In reality this was the opposite of my goal. On a particularly stressful night not long after we got engaged, I sat down and wrote up a document. I put down each weekend we had between then and the wedding and then I began assigning tasks to each weekend. Looking at it all I felt much more at peace, confident that everything that needed to get done would, in fact, get done. For the first few weeks, the list worked like a charm. I felt accomplished and comfortable with where we were and not letting ALL THE WEDDING THINGS overwhelm me. But as time wore on, I found myself, not just on Sundays, but nearly every night of the week, pouring over this list of mine. Instead of taking each day, each task as it came to me (split up to avoid me over-stressing), I let worry and stress fill my life. Instead of feeling accomplished, I’d end each weekend feeling like a failure and I’d wake up Monday morning feeling much the same.
The cycle wore on and on until I read Jen’s post. It was then that it hit me: even if I didn’t give up my ‘to do’ lists (which would scare the living daylights out of me), I had to give up the way I approached them. I had to learn to be confident in what God was doing beyond my little list. His list is bigger, but I don’t get to see it. And guess what: His list always gets finished. At the end of the day there is no task that God doesn’t cross off His list. Take heart that even if your ‘to do’ list isn’t finished at the end of the day, His is.
There is an appointed time for everything, and a time for every affair under the heavens.
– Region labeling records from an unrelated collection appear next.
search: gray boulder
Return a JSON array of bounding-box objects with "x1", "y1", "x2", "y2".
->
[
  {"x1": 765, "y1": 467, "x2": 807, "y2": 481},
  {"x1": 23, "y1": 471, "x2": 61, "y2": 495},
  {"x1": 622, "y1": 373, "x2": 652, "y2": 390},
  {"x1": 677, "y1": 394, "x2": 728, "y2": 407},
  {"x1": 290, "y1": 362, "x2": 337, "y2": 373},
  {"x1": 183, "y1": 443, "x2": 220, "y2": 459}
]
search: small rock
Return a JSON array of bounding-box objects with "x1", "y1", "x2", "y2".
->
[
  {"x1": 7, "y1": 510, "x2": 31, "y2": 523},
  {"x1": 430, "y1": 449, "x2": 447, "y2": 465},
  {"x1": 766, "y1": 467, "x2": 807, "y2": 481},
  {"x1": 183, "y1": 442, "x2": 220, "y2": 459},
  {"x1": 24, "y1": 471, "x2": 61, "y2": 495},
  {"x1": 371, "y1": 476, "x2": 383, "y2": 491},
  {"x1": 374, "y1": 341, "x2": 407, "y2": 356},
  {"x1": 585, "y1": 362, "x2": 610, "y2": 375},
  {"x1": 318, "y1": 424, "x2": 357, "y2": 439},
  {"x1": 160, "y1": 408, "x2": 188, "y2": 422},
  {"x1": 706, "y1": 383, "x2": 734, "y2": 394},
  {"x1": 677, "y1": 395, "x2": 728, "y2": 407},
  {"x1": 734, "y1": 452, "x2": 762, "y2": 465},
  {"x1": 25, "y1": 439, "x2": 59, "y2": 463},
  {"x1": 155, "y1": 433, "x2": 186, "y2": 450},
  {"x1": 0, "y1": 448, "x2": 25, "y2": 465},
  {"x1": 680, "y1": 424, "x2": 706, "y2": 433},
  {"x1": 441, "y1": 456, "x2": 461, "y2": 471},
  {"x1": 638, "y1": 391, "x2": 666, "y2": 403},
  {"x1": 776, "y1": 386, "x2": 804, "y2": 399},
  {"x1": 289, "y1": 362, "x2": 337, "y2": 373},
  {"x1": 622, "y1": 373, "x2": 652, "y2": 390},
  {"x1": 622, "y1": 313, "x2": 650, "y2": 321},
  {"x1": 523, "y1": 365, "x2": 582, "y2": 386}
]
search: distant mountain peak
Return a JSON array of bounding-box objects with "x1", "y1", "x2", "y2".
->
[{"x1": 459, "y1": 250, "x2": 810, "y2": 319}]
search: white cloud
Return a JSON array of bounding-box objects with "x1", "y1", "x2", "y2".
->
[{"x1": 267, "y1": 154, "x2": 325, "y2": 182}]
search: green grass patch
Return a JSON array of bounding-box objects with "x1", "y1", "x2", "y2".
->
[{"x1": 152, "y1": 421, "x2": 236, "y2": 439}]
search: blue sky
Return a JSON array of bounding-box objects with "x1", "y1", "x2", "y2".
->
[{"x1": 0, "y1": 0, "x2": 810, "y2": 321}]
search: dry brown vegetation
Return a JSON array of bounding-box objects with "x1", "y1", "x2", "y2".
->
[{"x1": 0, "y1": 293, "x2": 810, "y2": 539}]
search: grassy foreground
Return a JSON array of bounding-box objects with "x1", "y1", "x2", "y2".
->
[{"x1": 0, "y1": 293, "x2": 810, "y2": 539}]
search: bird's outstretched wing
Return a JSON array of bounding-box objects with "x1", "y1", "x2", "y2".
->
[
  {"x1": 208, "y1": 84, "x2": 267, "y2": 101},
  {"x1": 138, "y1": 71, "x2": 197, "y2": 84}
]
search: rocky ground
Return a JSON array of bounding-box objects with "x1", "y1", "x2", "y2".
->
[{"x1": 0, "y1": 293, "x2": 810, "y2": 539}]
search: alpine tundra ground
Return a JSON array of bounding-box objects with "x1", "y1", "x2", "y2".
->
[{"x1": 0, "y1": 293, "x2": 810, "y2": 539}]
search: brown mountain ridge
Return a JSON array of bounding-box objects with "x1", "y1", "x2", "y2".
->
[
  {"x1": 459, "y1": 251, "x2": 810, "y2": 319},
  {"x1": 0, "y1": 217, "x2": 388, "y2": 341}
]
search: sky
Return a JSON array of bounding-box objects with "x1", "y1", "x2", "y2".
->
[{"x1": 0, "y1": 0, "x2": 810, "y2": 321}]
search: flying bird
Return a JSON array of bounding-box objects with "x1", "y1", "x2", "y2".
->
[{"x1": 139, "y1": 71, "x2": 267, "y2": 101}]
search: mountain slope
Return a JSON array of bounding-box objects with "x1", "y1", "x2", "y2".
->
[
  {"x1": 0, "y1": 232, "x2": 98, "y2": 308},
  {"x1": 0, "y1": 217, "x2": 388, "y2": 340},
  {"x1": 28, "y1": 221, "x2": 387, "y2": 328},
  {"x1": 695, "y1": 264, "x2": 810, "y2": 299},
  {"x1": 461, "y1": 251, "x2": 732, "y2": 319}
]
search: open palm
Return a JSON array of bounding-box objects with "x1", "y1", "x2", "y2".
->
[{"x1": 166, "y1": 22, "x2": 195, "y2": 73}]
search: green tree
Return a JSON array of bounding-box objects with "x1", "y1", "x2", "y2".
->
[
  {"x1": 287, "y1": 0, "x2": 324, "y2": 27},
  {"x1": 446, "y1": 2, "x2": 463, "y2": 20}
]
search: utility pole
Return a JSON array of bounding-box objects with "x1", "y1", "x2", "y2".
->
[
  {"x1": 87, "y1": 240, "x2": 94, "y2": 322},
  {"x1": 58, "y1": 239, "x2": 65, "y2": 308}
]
God has made everything appropriate to its time, but has put the timeless into their hearts so they cannot find out, from beginning to end, the work which God has done. I recognized that there is nothing better than to rejoice and to do well during life. I recognized that whatever God does will endure forever; there is no adding to it, or taking from it. Thus has God done that he may be revered. What now is has already been; what is to be, already is: God retrieves what has gone by.